L'Homme Invisible, c'est un grand classique de la science-fiction. Si vous confiez le revisitation du mythe à Jeff Lemire, vous obtenez...
Ce récit se présente sous la forme d'un graphic-novel de 144 pages, paru dans la collection Vertigo de Dc Comics (Panini en Vf). Monsieur Personne, ou tout le monde, en fait. Chez Lemire, l'exceptionnalité, c'est la règle. Nous le sommes tous, et pourtant tous identiques. Comme souvent (dans Essex County par exemple) l'auteur choisit de dépeindre une petite bourgade, de pêcheurs, pour situer l'action du récit. Large Mouth ne compte que 764 habitants, et son seul fait d'arme est d'être l'endroit d'Amérique où se trouvent les plus grosses tanches. Avec tout ce que cela signifie au niveau des mentalités, de la suspicion, des secrets enfuis, et de la solitude intrinsèque des habitants. Lemire sait de quoi il parle, il vient de ce type de paysage, et il peut y évoluer avec une aisance déconcertante. Un étranger se présente un jour, couvert de bandages, de la tête aux pieds, qui dissimulent sa véritable identité. Après un grave accident qui reste nimbé dans le mystère, il est venu chercher réconfort et tranquillité, mais il ne va trouver que l'hostilité de ceux qui ne le comprennent pas, puisqu'il n'entre pas dans les codes du lieu, ne ressemble pas aux autres, ne peut se fondre dans cette masse anonyme qui pointe du doigt tout ce qui se targue de sortir de la masse. En fait, Monsieur Personne, c'est l'Homme Invisible. Un retour sur la création de H.G.Wells. Mais qu'est-ce que l'invisibilité? La capacité scientifique de ne pas réfracter les rayons lumineux et d'échapper à la vue des autres, ou tout simplement ne pas trouver sa place, ne pas être en mesure de se faire accepter et de jouer un rôle au sein d'une communauté, quelle qu'elle soit?
764 habitants et une seule bonne âme pour écouter et rencontrer notre invisible man : une fillette de seize ans, qui au passage commence à mieux cerner le monde qui l'entoure. Une relation platonique qui ne tombe ni dans le mièvre ou le malsain, et n'a d'autres ambitions que d'unir brièvement deux solitudes différentes, qui trouvent un espace illusoire de réconfort dans cette tranche de vie partagée. Notre Nobody est-il d'ailleurs aussi gentil, et victime qu'il y parait aux lecteurs?
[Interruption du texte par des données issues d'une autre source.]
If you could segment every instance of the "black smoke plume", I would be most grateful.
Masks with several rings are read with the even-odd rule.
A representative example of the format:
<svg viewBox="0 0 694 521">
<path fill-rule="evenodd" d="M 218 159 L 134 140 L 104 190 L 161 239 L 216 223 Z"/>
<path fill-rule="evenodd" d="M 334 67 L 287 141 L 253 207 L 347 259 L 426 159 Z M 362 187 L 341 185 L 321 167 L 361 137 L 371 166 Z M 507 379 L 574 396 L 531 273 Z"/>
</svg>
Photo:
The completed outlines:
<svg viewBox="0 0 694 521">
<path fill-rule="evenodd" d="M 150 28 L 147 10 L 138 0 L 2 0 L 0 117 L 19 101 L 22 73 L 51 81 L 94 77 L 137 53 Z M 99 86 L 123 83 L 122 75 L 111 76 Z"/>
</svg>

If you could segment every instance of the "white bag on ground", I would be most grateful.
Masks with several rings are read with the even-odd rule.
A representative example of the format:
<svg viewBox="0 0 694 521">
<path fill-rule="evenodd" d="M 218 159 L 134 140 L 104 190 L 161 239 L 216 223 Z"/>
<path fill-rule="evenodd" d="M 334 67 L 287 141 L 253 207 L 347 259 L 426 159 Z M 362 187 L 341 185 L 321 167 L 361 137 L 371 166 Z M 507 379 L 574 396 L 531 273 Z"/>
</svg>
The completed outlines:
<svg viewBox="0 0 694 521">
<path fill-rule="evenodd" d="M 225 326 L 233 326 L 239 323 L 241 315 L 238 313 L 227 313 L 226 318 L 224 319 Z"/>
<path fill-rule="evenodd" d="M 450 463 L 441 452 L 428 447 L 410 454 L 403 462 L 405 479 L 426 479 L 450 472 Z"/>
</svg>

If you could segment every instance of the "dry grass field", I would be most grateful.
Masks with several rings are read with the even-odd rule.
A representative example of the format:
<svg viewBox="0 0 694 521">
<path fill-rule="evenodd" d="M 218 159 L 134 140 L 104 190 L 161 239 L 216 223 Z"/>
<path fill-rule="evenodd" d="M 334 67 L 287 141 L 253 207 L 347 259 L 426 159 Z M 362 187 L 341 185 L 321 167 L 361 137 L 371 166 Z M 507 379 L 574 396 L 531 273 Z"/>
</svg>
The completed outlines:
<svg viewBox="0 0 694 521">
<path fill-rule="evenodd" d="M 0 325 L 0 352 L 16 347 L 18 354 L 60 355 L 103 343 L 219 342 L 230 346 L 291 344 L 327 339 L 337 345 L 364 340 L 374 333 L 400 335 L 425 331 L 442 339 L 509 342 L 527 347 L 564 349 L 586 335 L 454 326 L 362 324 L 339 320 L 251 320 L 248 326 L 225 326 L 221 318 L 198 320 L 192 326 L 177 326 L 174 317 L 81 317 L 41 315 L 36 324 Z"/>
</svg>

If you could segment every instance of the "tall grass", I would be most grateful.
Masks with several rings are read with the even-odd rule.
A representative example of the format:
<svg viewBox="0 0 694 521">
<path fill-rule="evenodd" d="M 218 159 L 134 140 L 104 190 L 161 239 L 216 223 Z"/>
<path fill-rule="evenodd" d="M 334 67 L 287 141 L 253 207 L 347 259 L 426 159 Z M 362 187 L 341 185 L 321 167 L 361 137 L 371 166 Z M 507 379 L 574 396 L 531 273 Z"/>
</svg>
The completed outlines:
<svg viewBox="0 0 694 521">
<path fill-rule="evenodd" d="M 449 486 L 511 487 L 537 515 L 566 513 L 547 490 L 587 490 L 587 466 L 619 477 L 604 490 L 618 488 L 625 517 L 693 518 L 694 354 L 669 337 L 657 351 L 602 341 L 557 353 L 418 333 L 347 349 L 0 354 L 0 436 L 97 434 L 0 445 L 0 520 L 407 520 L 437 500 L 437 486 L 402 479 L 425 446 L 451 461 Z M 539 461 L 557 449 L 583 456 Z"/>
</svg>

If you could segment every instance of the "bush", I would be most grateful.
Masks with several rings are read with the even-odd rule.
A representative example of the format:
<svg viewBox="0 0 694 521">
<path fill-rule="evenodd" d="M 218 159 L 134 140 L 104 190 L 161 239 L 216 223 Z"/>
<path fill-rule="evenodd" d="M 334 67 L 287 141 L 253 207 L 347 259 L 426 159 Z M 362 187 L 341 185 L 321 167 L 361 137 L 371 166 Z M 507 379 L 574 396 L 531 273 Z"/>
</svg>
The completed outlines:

Peut-il être tenu pour responsable des drames qui ont récemment traversé son existence, puisqu'ils sont la conséquence de ses recherches scientifiques, de ses ratés professionnels? Le monde selon Jeff Lemire est cette fois noir, blanc, et bleu, avec un trait toujours aussi porté sur l'abstrait, le naïf, l'essentiel. Derrière le charme en apparence essentiel et maladroit de ses planches, le canadien signe une autre prestation de grande volée, où les silences des personnages valent autant que des discours dithyrambiques (Vicky, la fillette, et son père), où la banalité du quotidien (une balade près d'un lac, la neige en hiver) devient exercice poétique sans forcer, sans même la volonté de jouer sur la corde sensible du lecteur. Les travaux de Jeff Lemire ont ce don, de transcender passé, souvenirs, émotions, intégrité, et la nature, pour en faire une oeuvre d'art grouillante de vie et d'authenticité, qui interroge nos propres certitudes sur l'existence. L'invisibilité, chez lui, n'a jamais été aussi belle à voir.